Representative Publications
- Wang, H., Zhang, E., Ng, S.H., & Pedrielli, G. A model aggregation approach for high-dimensional large-scale optimization. European Journal of Operational Research, 329(3), 890–907, 2026.
- Malu, M., Dow, D., Sharma, P., et al. High dimensional Bayesian optimization for circuit design. Intelligent Decision Technologies, 19(3), 1271–1282, 2025. DOI
- Pedrielli, G., Lee, L.H., & Chen, C.H. Stochastic Simulation Optimization with Optimal Computing Budget Allocation. Encyclopedia of Optimization, Springer, 2024.
e.g., multi-agent rollout diagram or multi-fidelity budget allocation schematic
Multi-Agent & Multi-Fidelity Approaches
Many real-world optimization problems have access to multiple sources of information at varying cost and accuracy — from cheap low-fidelity simulations to expensive physical experiments. Multi-fidelity methods intelligently allocate an evaluation budget across these sources, extracting the most information per dollar. Separately, many problems involve multiple interacting decision-makers, calling for game-theoretic or multi-agent formulations.

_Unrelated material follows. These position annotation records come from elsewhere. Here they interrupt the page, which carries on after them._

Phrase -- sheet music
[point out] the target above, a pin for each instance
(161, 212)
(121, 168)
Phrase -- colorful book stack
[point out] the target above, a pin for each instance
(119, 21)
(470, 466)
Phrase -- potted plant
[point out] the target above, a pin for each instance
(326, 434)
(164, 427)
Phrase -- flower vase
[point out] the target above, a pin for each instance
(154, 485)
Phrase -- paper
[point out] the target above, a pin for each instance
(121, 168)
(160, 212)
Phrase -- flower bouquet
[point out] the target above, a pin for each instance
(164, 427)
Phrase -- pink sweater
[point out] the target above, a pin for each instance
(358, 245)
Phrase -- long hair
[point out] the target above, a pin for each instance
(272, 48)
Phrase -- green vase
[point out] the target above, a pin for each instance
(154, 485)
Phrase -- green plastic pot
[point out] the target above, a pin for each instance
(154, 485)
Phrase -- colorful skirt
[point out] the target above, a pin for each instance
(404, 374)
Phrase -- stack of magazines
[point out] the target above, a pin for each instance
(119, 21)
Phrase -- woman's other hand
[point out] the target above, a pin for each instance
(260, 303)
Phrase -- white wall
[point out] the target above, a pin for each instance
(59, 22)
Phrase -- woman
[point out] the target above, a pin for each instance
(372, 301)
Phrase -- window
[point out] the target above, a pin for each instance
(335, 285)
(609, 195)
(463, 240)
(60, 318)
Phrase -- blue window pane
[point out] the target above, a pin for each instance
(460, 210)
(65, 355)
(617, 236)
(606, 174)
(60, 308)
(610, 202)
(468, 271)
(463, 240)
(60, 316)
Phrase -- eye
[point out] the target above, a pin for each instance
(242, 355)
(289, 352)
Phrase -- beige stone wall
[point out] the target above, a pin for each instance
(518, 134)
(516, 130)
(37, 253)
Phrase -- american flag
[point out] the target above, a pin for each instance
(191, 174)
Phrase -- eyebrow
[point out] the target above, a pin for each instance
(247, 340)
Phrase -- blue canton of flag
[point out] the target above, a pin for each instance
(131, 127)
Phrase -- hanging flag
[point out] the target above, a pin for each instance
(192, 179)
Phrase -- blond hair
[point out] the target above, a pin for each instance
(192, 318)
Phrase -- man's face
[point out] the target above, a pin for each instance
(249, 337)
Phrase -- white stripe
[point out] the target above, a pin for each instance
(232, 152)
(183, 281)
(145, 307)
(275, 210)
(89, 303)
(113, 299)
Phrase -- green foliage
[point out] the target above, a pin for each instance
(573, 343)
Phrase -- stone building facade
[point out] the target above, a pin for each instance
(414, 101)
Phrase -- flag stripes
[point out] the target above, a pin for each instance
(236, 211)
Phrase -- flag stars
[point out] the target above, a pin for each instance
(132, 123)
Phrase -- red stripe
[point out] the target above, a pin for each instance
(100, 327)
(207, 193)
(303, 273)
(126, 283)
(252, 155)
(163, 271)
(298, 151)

We have developed rollout-based policies for multi-agent Bayesian optimization, enabling parallelization of the search across multiple simultaneous queries with theoretical backing. On the game-theoretic side, we have introduced Monte Carlo fictitious play methods for efficiently finding pure Nash equilibria in large identical interest games. Our spatially-informed rapid testing framework (SIRTEM/RTEM), originally developed during COVID-19, demonstrates multi-fidelity data collection at scale for epidemic modeling — a different but structurally related problem class.
Representative Publications
- Nambiraja, S.S. & Pedrielli, G. Multi Agent Rollout for Bayesian Optimization. WSC 2024.

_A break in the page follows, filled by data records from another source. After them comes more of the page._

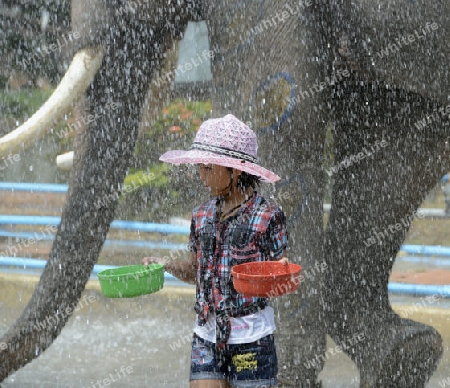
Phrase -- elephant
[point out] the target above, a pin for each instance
(375, 72)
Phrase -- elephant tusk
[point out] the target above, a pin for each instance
(78, 77)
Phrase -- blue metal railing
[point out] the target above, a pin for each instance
(440, 252)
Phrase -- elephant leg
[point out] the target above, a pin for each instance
(375, 196)
(133, 51)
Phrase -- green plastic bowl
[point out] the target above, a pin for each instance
(131, 280)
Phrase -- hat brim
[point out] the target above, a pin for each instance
(205, 157)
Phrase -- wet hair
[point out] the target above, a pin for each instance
(246, 180)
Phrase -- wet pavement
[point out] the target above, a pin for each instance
(145, 341)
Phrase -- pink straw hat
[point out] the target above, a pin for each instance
(224, 141)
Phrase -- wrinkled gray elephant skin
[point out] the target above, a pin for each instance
(289, 68)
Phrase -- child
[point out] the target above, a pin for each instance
(233, 341)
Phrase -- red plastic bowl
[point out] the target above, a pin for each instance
(266, 279)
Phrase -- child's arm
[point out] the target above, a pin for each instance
(185, 270)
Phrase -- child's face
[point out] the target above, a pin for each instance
(218, 178)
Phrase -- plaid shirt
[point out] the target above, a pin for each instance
(257, 232)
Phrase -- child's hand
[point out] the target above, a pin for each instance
(153, 260)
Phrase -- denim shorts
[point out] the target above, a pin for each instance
(252, 365)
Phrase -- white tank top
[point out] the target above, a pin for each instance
(246, 329)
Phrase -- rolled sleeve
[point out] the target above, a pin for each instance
(277, 235)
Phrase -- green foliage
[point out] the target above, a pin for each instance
(21, 104)
(155, 176)
(174, 128)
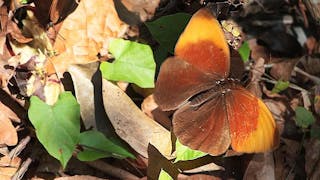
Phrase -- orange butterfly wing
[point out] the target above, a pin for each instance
(252, 127)
(231, 115)
(203, 45)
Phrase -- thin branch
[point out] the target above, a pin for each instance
(111, 170)
(315, 79)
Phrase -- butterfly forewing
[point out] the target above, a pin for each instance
(204, 127)
(178, 81)
(252, 126)
(203, 44)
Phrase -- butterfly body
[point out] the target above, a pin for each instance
(212, 110)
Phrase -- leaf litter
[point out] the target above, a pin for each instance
(33, 64)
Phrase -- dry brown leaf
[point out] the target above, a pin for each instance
(312, 156)
(285, 159)
(8, 134)
(79, 177)
(131, 124)
(86, 32)
(81, 76)
(261, 167)
(311, 64)
(8, 167)
(140, 8)
(257, 51)
(204, 168)
(282, 70)
(256, 72)
(199, 177)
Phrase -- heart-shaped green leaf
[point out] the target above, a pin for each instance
(133, 63)
(167, 29)
(184, 153)
(58, 126)
(97, 146)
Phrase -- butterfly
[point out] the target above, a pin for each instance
(212, 110)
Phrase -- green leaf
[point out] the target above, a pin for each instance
(167, 29)
(164, 175)
(280, 86)
(315, 132)
(304, 118)
(184, 153)
(133, 63)
(97, 146)
(244, 51)
(58, 126)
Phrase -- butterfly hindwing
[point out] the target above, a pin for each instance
(252, 127)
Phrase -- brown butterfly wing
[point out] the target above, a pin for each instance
(178, 81)
(203, 127)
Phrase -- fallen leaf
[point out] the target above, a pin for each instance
(81, 76)
(157, 163)
(131, 124)
(312, 157)
(86, 32)
(200, 177)
(260, 167)
(257, 51)
(256, 72)
(79, 177)
(8, 167)
(282, 70)
(8, 134)
(139, 7)
(311, 64)
(204, 168)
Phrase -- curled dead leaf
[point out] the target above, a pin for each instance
(8, 134)
(131, 124)
(260, 167)
(81, 76)
(87, 32)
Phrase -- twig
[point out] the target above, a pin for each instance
(111, 170)
(293, 86)
(304, 93)
(315, 79)
(23, 169)
(17, 150)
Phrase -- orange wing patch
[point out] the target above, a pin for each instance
(252, 127)
(203, 45)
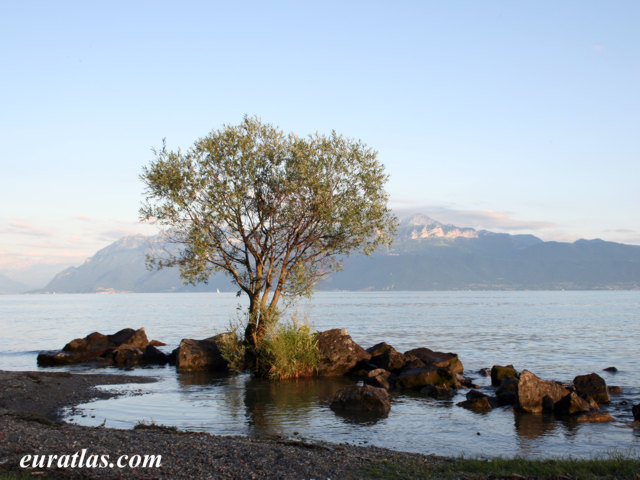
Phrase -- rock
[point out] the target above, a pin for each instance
(419, 377)
(201, 354)
(593, 385)
(532, 390)
(385, 356)
(499, 373)
(596, 417)
(126, 356)
(129, 336)
(437, 359)
(338, 353)
(477, 402)
(571, 404)
(381, 378)
(154, 356)
(366, 399)
(96, 348)
(439, 392)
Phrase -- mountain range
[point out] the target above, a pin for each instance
(426, 255)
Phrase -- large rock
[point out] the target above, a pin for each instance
(126, 356)
(96, 348)
(194, 355)
(154, 356)
(592, 385)
(437, 359)
(338, 353)
(533, 390)
(507, 392)
(499, 373)
(366, 399)
(385, 356)
(478, 402)
(571, 404)
(381, 378)
(417, 378)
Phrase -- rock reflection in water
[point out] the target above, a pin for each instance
(270, 404)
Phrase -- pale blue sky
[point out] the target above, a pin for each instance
(510, 116)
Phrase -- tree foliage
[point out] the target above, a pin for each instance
(274, 211)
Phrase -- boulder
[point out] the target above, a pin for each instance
(193, 355)
(95, 348)
(154, 356)
(365, 399)
(437, 359)
(532, 390)
(499, 373)
(478, 402)
(338, 353)
(381, 378)
(126, 356)
(596, 417)
(439, 392)
(507, 392)
(592, 385)
(571, 404)
(385, 356)
(417, 378)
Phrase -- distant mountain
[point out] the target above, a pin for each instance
(427, 255)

- Kiatsupaibul, S., Pedrielli, G., Ryan, C.T., Smith, R.L., & Zabinsky, Z.B. Monte Carlo fictitious play for finding pure Nash equilibria in identical interest games. INFORMS Journal on Optimization, 6(3–4), pp.155–172, 2024.
- Azad, F.T., Dodge, R.W., Varghese, A.M., et al. SIRTEM: Spatially informed rapid testing for epidemic modeling and response to COVID-19. ACM Transactions on Spatial Algorithms and Systems, 8(4), 2022.